UNITED STATES (OBSERVATORY NEWS) — More than two thousand Yemeni families have been displaced after violent clashes in the Al-Jawf Governorate in northern Yemen, which led to the Houthi rebels taking control of a strategic city, the United Nations announced on Tuesday.
On Sunday, the rebels entered the city of Al-Hazm, the provincial capital bordering the Saudi border, after weeks of battles with government forces backed by a military coalition led by Riyadh.
Analysts said the rebels ’control of the capital, Jawf, could help the Houthis achieve a major breakthrough in the conflict, which since its inception nearly five years ago has killed and injured tens of thousands of civilians and displaced millions of people from their homes.

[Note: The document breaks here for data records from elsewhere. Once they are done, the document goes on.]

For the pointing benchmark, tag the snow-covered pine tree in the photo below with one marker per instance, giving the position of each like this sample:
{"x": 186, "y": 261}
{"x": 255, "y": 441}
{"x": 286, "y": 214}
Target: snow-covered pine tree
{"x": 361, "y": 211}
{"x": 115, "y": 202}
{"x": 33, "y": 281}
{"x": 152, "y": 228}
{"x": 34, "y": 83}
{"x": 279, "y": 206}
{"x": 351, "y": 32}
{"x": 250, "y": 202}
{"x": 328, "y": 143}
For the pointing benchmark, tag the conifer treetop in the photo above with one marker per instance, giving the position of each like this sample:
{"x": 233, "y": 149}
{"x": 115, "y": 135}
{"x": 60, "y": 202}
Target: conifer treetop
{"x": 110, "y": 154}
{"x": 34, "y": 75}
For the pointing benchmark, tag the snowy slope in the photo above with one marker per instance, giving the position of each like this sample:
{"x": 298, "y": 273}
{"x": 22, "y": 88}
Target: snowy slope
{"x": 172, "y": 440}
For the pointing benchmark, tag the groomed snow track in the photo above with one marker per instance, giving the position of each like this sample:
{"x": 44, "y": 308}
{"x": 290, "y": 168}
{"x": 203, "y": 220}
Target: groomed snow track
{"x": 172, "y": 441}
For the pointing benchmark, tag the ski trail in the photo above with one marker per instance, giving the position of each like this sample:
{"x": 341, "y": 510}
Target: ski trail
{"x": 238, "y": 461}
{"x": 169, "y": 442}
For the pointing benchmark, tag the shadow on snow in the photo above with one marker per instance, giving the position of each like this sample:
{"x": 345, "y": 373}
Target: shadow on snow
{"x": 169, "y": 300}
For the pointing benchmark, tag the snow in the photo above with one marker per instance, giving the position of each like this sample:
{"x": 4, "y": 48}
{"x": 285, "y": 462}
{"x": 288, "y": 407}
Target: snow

The United Nations Office for Humanitarian Affairs said in a statement on Tuesday that 2,100 Yemeni families were displaced from Al-Jawf Governorate and arrived in the neighboring Marib Governorate on Sunday and Monday following the rebels’ control of Al-Hazm city.
The rebels were already controlling large parts of Al-Jawf governorate, but its capital, which is about 150 km south of the border with Saudi Arabia, was still under the control of government forces.
Yemen has been witnessing a war since 2014 between the Iranian-backed Houthi rebels and forces loyal to the government of President Abd Rabbuh Mansur Hadi. Fighting intensified in March 2015, with Saudi Arabia leading a military alliance in support of government forces.
Last February, the United Nations Children’s Fund (UNICEF) announced that 19 children and 12 other civilians were killed during an air strike in a rebel-held area in Jouf, most likely by Saudi-led coalition aircraft.
The raids occurred the day after the crash of a coalition fighter plane in a nearby area in Al-Jouf.
There are 3.3 million displaced people in Yemen, while 24.1 million people, or more than two-thirds of the population, need humanitarian assistance, according to the United Nations, which describes the humanitarian crisis in Yemen as the worst in the world today.